I believe I observed the increased fseventsd memory usage on macOS 11 before when I started a Time Machine backup. I don't want to start a backup now because if it causes the problem again then it might affect the currently running builds. When the currently queued builds are finished, or in a few days, I'll take the builder offline and do a backup, and if the issue surfaces again, then I'll file the bug report.

Reply | Threaded
Open this post in threaded view
|

Re: 11_x86 build - build failures due to 'no space on device'

Christopher Jones
In reply to this post by ryandesign2


> On 9 Apr 2021, at 7:20 pm, Ryan Schmidt <[hidden email]> wrote:
>
> On Apr 8, 2021, at 13:05, Nils Breunese wrote:
>
>> Ryan Schmidt wrote:
>>
>>> Both copies of the simulator caches came back again. I filed FB9072613 with Apple about this. We were down to 3GB free disk space which isn't a good place to be. I deleted the caches again and marked the dyld directories chmod 000. Let's see if that prevents Xcode from recreating the caches, hopefully without causing error messages that cause builds to fail. We now have 21GB free.
>>
>> I recently learned that 'xcrun simctl delete unavailable’ and 'xcrun simctl delete all’ exist. Those commands can be used to reclaim disk space in use by Xcode simulators. Not sure if they could be of use in this scenario.
>
> I haven't tried that. I not only want to delete them, I also want them not to get recreated in the future. I don't know whether those commands would accomplish that. If my preceding attempt of making the dyld directories unreadable and unwritable does not work, I may look into your suggestion.

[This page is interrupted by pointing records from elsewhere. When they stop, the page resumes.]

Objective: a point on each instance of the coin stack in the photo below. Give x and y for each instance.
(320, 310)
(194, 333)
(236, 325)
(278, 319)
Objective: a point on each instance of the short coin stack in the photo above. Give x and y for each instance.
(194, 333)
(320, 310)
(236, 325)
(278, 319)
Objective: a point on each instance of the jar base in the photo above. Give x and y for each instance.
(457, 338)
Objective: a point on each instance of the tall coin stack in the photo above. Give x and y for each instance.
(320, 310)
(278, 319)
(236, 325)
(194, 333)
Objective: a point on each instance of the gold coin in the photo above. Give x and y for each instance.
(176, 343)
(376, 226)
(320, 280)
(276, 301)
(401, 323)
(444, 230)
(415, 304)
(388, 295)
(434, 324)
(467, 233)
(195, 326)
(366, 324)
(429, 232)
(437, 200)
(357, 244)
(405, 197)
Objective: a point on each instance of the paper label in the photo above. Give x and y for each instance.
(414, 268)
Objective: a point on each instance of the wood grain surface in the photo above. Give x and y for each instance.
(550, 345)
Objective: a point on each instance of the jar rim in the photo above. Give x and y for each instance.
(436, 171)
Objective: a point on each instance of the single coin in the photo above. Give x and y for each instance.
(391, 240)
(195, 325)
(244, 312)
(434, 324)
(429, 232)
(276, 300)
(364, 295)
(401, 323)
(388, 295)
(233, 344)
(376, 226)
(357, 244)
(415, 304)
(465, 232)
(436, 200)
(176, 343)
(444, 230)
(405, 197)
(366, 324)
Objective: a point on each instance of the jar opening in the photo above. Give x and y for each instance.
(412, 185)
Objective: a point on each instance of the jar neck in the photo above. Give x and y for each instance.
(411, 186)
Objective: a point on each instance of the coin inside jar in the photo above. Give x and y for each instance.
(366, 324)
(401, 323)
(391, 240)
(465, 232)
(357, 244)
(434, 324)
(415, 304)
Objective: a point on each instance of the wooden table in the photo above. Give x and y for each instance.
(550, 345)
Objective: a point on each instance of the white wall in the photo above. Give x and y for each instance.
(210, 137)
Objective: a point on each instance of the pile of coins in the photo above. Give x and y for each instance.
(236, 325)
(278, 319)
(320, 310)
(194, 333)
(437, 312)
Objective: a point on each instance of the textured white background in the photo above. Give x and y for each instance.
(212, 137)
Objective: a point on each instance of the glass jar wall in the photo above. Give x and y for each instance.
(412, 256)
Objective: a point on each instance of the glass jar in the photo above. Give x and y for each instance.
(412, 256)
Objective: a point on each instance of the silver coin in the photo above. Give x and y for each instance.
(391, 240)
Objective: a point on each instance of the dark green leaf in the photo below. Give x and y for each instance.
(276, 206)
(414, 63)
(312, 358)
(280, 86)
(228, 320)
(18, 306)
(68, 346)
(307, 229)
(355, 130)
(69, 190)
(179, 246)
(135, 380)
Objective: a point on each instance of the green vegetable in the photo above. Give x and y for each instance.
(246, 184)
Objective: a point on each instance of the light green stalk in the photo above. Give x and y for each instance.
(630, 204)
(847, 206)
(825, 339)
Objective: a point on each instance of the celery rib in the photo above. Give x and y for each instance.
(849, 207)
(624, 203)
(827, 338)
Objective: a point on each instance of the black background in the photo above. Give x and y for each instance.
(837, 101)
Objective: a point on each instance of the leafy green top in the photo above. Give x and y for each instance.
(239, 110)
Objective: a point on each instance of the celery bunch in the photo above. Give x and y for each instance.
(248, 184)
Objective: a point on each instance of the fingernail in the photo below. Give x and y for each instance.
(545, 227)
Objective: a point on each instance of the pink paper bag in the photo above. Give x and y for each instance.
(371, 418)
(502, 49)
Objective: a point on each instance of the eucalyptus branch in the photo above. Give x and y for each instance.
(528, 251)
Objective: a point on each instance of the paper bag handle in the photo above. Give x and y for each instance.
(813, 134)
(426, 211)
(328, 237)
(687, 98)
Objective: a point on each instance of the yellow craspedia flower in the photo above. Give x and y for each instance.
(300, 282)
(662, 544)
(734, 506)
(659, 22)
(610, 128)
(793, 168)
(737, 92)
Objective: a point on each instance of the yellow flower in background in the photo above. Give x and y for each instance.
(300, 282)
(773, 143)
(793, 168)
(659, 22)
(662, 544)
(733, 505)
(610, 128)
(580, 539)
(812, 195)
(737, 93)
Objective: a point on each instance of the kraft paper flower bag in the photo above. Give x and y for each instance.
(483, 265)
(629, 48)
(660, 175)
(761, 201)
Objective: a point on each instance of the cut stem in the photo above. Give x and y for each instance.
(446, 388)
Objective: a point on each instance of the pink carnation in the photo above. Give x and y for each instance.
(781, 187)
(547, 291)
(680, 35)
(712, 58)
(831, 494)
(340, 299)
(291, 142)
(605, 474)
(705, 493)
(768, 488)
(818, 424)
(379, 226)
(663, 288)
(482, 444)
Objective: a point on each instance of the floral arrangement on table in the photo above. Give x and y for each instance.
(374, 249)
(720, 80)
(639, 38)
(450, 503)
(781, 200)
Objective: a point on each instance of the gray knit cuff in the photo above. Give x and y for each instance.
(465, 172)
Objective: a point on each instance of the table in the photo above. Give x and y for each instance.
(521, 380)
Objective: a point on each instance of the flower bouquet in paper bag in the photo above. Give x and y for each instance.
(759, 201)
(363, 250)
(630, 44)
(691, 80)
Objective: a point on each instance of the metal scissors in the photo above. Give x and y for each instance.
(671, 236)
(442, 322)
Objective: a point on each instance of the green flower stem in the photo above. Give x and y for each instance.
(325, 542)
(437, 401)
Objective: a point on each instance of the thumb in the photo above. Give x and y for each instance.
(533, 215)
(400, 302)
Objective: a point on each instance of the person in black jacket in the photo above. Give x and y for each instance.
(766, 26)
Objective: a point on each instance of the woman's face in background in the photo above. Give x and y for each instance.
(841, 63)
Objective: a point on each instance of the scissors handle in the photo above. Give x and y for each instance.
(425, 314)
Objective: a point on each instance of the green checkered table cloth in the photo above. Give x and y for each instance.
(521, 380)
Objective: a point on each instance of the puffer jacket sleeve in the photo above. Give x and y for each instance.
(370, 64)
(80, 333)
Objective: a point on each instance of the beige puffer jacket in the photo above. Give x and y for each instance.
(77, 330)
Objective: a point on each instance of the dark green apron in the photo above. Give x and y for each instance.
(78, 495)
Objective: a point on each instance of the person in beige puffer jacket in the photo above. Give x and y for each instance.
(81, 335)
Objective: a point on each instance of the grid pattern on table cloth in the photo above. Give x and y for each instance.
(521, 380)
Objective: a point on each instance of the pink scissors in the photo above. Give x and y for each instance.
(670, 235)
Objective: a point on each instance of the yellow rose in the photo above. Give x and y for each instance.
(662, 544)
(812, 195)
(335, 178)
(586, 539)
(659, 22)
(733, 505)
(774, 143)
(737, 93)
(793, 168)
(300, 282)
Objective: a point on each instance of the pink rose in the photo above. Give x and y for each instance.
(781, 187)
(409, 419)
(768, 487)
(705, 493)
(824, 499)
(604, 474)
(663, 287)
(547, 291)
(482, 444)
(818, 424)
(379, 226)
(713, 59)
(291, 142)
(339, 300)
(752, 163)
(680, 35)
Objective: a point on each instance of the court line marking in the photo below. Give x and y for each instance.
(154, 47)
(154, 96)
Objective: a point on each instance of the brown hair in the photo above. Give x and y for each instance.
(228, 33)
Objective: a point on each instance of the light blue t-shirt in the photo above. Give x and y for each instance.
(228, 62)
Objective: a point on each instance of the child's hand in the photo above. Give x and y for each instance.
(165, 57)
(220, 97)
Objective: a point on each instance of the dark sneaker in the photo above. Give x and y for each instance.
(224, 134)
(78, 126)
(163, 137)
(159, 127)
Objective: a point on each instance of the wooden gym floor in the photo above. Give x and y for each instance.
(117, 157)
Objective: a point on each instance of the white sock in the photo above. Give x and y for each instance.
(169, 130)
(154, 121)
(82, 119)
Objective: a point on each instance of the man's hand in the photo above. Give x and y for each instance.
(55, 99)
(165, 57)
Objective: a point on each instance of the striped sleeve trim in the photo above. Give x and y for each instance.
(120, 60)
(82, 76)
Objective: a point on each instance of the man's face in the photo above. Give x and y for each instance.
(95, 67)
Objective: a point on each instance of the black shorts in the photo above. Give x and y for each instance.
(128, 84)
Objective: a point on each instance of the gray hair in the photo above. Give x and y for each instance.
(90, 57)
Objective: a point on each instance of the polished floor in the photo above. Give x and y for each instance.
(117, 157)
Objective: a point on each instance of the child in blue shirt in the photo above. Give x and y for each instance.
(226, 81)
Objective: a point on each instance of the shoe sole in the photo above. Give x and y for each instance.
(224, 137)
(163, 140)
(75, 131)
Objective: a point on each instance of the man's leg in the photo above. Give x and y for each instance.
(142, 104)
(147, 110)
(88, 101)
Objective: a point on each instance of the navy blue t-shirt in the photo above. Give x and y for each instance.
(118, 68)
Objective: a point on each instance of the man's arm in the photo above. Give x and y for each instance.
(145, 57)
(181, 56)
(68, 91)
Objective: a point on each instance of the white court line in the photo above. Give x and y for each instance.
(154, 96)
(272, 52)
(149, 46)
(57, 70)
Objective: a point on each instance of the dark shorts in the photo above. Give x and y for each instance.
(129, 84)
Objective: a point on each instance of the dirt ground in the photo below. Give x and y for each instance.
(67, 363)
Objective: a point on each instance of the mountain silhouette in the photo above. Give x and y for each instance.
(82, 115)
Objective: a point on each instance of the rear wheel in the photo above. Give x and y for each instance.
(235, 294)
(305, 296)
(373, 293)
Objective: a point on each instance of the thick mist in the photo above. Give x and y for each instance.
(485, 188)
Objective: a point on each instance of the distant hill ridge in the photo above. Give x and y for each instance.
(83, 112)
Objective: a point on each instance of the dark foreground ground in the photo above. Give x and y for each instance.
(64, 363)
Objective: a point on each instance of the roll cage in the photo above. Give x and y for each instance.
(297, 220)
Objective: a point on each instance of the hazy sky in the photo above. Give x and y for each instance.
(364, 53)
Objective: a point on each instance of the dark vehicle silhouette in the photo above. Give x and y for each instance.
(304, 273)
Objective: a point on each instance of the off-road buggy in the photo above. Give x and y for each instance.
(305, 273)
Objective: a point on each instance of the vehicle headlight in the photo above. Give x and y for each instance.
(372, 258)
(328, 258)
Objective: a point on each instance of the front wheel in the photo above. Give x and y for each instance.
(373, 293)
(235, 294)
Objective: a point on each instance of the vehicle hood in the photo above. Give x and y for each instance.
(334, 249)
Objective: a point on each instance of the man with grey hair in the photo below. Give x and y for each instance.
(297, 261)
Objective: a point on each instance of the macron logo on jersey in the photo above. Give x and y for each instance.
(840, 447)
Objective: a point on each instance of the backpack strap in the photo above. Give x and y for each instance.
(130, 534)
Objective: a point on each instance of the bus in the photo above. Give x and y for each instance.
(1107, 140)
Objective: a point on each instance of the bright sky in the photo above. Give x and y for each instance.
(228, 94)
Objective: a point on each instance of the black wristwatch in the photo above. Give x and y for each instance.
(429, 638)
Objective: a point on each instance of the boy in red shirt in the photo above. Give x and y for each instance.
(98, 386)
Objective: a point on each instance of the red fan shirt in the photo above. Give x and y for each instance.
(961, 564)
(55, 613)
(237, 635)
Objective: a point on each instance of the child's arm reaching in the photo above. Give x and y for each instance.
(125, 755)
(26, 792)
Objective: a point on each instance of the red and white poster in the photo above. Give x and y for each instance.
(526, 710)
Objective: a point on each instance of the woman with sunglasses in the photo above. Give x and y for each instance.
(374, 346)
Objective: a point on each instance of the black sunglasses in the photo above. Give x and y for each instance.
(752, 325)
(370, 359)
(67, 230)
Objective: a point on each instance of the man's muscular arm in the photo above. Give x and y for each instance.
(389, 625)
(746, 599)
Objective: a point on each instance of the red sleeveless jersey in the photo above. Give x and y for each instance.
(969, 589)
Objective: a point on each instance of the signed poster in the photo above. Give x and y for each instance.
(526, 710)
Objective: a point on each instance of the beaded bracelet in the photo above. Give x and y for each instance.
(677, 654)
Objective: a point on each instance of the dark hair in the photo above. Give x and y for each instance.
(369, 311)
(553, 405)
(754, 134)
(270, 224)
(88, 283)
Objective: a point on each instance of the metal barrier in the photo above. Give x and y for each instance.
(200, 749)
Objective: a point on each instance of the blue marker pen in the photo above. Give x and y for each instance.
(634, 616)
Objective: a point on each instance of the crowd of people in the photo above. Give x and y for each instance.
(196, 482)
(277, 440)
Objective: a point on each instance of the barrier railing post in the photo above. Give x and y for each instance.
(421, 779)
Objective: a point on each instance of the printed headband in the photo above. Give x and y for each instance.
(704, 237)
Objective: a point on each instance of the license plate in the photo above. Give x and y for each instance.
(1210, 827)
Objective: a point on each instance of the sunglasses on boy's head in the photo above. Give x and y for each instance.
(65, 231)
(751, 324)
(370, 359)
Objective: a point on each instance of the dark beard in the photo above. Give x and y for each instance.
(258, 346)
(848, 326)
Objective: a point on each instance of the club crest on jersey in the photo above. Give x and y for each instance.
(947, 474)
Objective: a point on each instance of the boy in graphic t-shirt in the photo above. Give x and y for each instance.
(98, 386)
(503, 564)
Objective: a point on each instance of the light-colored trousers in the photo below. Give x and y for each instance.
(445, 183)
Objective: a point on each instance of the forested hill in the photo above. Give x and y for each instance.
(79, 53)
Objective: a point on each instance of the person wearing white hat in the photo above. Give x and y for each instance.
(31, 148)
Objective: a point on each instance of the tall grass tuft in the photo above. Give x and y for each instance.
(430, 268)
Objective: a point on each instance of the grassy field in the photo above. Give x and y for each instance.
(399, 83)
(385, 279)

Maybe these commands could be run automatically, periodically, as part of the buildbot setup ?

>

Reply | Threaded
Open this post in threaded view
|

Re: 11_x86 build - build failures due to 'no space on device'

ryandesign2
Administrator


On Apr 9, 2021, at 14:10, Chris Jones wrote:

> On 9 Apr 2021, at 7:20 pm, Ryan Schmidt wrote:
>
>> On Apr 8, 2021, at 13:05, Nils Breunese wrote:
>>
>>> Ryan Schmidt wrote:
>>>
>>>> Both copies of the simulator caches came back again. I filed FB9072613 with Apple about this. We were down to 3GB free disk space which isn't a good place to be. I deleted the caches again and marked the dyld directories chmod 000. Let's see if that prevents Xcode from recreating the caches, hopefully without causing error messages that cause builds to fail. We now have 21GB free.
>>>
>>> I recently learned that 'xcrun simctl delete unavailable’ and 'xcrun simctl delete all’ exist. Those commands can be used to reclaim disk space in use by Xcode simulators. Not sure if they could be of use in this scenario.
>>
>> I haven't tried that. I not only want to delete them, I also want them not to get recreated in the future. I don't know whether those commands would accomplish that. If my preceding attempt of making the dyld directories unreadable and unwritable does not work, I may look into your suggestion.
>
> Maybe these commands could be run automatically, periodically, as part of the buildbot setup ?

I don't want the wear and tear on the SSDs resulting from constantly re-writing 18.5 GB of unwanted data. I want to prevent Xcode from doing that. I am hopeful that the steps I have already taken will prevent that. If not, I will investigate other possibilities.